Different Approaches to Controversy Yield Different Results

I can’t think of a better example of controversy well-taken than then-presidential candidate Barack Obama’s thoughtful speech exploring the role of race in American history, delivered in Philadelphia in the spring of 2008. In response to exploding controversy around his relationship with his pastor and mentor, Reverend Jeremiah Wright, who had made inflammatory (and frankly racist) remarks in his sermons, Obama rode directly into the wave of controversy. He didn’t deflect or minimize it, but took the festering issue of race in America head-on, thus defusing criticism, positioning himself as a courageous truth-teller, and building respect and enthusiasm for his candidacy among voters hungry for change. He turned a powder keg of a controversy that could have exploded his presidential campaign into a brilliant platform to teach about a subject so sensitive that it is often avoided in public discourse.

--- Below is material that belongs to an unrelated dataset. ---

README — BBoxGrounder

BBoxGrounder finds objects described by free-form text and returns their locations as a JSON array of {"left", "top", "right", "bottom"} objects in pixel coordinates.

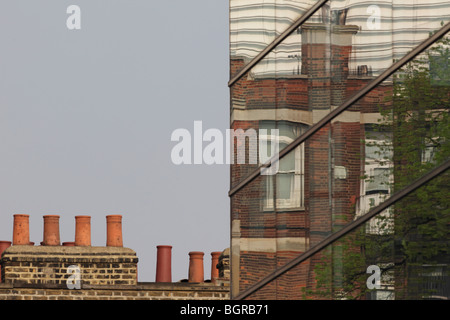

I sincerely doubt Obama or his campaign advisers would have sought out this controversy, but when it came up, they realized they had been handed a priceless moment to demonstrate genuine leadership. I believe this was the turning point that led him to victory, and that if Clinton had treated the equally vicious sexism thrown at her with the same directness and candor that Obama confronted race, the outcome might well have been different.

Sometimes we embrace controversies that have turned up on their own. And at other times, we need to create our own controversies in order to get things moving. In other words, there are controversies we make and controversies we take.

What are your own examples of embracing controversy? Did you make the controversy or did you take a controversy that came to you? What did you learn from your experiences?